APPROXIMATE PURCHASE DATE: 2-4 weeks
BUDGET RANGE: $500
SYSTEM USAGE FROM MOST TO LEAST IMPORTANT: Gaming, Multitasking [720p movies/music/Microsoft office], photoshop
PARTS NOT REQUIRED: Case, video card, hard drive, fan, DVD/floppy
PREFERRED WEBSITE(S) FOR PARTS: buying locally
Looking to build the following machine and want some advice:
Core i5 750 2.66 Ghz
Asus P5P77 LX socket 1156
4GB OCZ RAM 1066mhz
Antec EarthWatts EA 500W PSU
OVERCLOCKING: Yes, but nothing hardcore requiring voltage adjustments or extra cooling (have 2 fans for the case)
SLI OR CROSSFIRE: Nope
MONITOR RESOLUTION: 22" Samsung 1680x1050
Looking to run it on a windows 7 x64 system.
I was wondering if these parts were a good combination, especially the mobo since I can't
get much info about it. On top of that, how would this machine compare to a core 2 quad Q9400?(only because the parts are slightly cheaper). I'm moving from a pentium D945 @ 3.74 Ghz and my Mb doesn't support quad cores.
I can't find anything about that motherboard. Where are you getting that model number from? You need to make sure the RAM is compatible with that board. I assume it's DDR3? Also, a 500W PSU should be fine, but I'd still like to know your video card.
The i5 750 will be better than the Q9400. If nothing else, for its great overclocking abilities. You defiantly see an improvement over your Pentium D.

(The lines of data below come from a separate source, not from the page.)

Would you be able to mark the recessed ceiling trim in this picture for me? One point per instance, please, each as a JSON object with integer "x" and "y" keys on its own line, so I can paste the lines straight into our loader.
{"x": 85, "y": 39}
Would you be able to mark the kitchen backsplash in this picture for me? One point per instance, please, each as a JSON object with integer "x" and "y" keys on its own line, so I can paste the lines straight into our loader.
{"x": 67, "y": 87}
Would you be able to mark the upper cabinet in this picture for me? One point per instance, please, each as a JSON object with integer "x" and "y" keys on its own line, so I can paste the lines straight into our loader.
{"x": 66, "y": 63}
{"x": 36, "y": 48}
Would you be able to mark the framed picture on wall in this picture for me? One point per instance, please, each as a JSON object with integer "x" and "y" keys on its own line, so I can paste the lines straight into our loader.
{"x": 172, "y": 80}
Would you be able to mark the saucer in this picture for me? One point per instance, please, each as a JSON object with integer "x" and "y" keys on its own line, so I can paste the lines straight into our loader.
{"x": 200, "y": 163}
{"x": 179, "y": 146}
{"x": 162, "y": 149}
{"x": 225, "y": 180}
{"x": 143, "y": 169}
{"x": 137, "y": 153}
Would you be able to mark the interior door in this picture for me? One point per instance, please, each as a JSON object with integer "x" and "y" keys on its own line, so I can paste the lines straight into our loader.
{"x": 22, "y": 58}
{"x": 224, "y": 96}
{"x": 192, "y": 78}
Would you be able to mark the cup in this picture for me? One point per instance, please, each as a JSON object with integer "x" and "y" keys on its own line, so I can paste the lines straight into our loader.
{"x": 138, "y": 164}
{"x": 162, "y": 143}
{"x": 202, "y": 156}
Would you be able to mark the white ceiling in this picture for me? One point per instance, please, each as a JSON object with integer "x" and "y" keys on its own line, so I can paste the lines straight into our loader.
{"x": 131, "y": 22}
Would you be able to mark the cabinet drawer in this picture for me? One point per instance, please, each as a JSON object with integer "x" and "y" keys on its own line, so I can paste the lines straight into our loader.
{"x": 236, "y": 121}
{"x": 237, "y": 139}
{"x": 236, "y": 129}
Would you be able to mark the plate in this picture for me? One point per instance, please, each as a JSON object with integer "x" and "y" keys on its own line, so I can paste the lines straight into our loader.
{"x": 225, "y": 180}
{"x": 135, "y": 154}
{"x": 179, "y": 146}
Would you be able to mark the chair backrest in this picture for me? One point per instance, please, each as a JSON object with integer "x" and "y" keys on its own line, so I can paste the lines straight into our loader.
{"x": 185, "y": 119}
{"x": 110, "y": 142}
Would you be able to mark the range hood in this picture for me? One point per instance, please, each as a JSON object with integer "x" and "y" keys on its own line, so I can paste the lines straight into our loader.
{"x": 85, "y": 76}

I was looking at the article on toms regarding 4GB ddr3 ram kits, and ocz 4GB 1066mhz had some issues with their voltage on some 1156 mobos. Would this 1333mhz set have the same issues as the ones in the article?
Not as of yet, but this ram thing has me miffed, not sure if I should get only 2 GB for now and wait to get 2 GB later or whether I should spend more and get different RAM. This set was one of the cheapest ones going for roughly $75 cdn
It's really up to you, but dual channel RAM needs to be bought in sets of 2 sticks to be utilized. I'd recommend a two 2GB stick pack. (total of 4GB) 4GB is becoming the standard, especially on that cpu.

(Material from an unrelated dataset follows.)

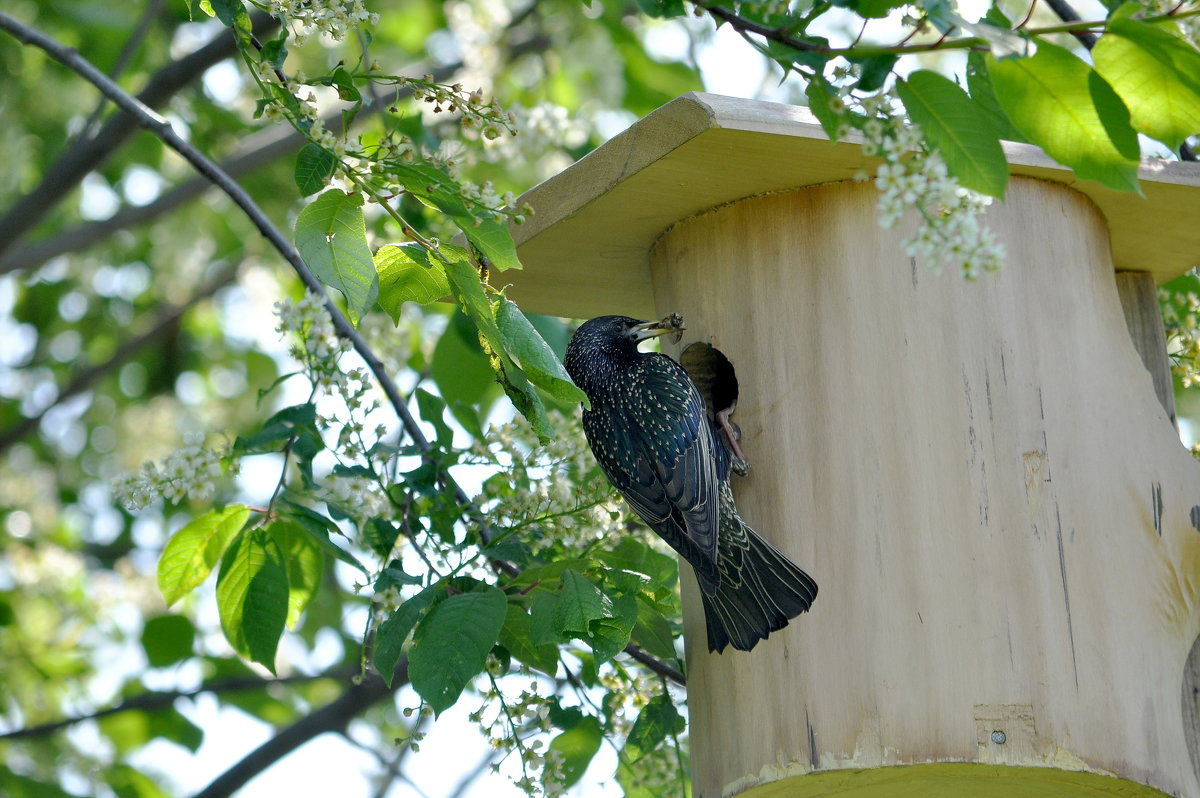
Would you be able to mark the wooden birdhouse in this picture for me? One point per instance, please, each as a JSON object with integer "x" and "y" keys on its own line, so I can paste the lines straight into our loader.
{"x": 981, "y": 477}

What about RAM from GEIL? I haven't heard much about them, and I wanted to make sure I got reliable RAM from a reliable company. This is suppose to be compatible with i5, and runs at the normal 1.5V rating
I read up on the issues surrounding foxconn sockets and how they can potentially malfunction. I was wondering whether the Asus motherboard I've chosen uses this socket manufacture and if so is there another board i can get that won't have these issues, I wouldn't want to invest money into something that's going to kill my processor
I have the board, but I still haven't found the time to build the computer. I'm going to check the puncture points on the pads of the processor as was suggested in my thread. If it's all good, then I'll keep it. If it appears to not be working properly, I'm not sure. I'd hate to have to return it, but it sounds like a critical problem. I'll be building it over Thanksgiving weekend, so I'll let you know how it goes.

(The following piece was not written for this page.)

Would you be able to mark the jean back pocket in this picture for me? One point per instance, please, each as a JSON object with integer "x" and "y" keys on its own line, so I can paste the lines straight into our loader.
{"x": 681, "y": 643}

It's still hard on the processor. And the 1156 socket hasn't been around long enough to know what the long term effects are. It seems like the problem could be more or less serious depending on how poor the connection is. Only time will tell how many normal users with stock speeds will experience problems. The only way to avoid possible problems with the socket is to make sure it has a good connection.
So how would I go about making sure there's a good connection short of taking out the processor and looking at the pads (since some have mentioned that it's not a true indicator) Could you check the voltage using something like CPU-Z to assess?